In the current issue, Robert B. Ray explains movie stardom as a perplexity in Hollywood’s attempt to mechanize its productions according to “Taylorist-Fordist models of rationalized production”:
When Garbo was contemplating a comeback, cameraman James Wong Howe was hired to do a screen test. When the actress arrived for the session, he was disappointed by how ordinary she looked, and surprised that she had brought with her neither make-up man nor hairdresser. “I had never photographed her,” Howe recalled, “I was frightened. This great lady!” What followed amounts to the crucial lesson:
When the camera started to turn…she listened to the grinding sound and her face changed, her expression, her whole emotional mood came to life and transformed her completely.
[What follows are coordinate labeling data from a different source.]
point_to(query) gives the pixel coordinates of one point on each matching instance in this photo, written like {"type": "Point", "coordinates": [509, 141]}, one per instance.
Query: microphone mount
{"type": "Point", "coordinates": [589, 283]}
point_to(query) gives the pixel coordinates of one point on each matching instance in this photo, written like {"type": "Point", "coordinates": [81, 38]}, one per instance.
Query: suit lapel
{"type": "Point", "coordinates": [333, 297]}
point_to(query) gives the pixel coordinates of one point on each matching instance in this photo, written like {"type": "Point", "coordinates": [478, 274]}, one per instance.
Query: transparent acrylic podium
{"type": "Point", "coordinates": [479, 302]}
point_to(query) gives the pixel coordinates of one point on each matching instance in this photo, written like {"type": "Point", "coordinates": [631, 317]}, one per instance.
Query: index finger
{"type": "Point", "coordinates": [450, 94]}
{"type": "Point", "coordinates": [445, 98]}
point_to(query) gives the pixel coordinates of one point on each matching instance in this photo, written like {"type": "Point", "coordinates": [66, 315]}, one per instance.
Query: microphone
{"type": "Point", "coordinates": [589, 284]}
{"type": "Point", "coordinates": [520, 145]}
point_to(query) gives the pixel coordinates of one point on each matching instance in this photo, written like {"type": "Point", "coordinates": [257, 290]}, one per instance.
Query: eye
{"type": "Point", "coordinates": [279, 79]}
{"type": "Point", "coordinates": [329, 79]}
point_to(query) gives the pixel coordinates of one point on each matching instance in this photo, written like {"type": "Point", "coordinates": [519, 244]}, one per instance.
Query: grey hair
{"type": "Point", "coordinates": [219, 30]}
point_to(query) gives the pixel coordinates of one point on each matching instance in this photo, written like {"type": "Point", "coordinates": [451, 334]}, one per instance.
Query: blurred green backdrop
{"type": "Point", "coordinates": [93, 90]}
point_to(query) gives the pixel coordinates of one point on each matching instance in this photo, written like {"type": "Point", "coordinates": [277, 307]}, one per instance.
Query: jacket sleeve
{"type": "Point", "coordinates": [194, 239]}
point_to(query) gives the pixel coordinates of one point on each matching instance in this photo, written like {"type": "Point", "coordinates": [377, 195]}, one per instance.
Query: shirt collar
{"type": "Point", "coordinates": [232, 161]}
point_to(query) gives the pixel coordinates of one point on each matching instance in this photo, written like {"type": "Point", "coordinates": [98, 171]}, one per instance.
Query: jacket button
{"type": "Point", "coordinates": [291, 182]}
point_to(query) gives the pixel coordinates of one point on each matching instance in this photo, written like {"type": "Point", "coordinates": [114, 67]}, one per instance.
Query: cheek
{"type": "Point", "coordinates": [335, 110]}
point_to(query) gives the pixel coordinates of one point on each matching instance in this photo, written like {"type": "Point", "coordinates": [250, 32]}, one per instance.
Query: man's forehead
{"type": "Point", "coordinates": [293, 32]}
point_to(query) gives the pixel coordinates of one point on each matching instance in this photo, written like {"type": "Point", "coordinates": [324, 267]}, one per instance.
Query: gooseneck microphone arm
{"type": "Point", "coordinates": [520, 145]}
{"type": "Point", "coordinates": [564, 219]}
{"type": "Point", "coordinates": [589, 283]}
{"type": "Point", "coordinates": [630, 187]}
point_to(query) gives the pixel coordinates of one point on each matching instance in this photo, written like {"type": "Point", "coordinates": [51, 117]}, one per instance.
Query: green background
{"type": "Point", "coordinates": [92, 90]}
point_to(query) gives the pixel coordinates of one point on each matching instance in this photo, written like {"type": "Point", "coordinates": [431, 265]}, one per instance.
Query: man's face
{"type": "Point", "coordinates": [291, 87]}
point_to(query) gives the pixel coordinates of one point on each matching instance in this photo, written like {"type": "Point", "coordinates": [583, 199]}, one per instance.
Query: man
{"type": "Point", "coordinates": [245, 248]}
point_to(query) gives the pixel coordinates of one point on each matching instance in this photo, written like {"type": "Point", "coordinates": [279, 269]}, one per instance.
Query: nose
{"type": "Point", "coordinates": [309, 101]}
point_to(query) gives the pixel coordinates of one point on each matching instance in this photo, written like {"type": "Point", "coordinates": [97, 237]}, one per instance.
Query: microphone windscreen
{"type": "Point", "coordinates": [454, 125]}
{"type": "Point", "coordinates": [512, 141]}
It was incredible, wonderful…. She was like a horse on a track: nothing, and then the bell goes, and something happens. When the shot was over, she said simply, “Have you got enough?” And I said “Yes,” and very matter-of-factly she remarked, “Okay, I go home.” She did. And she was nothing again. (Charles Higham, Hollywood Cameramen, 92.)
Precisely because movie-star performance does not involve Taylor’s notion of skill, it cannot be standardized, and its “workers” cannot be easily replaced. Movie stardom amounts to a highly unusual task, unimagined by Taylor and unlike almost any other job in the world.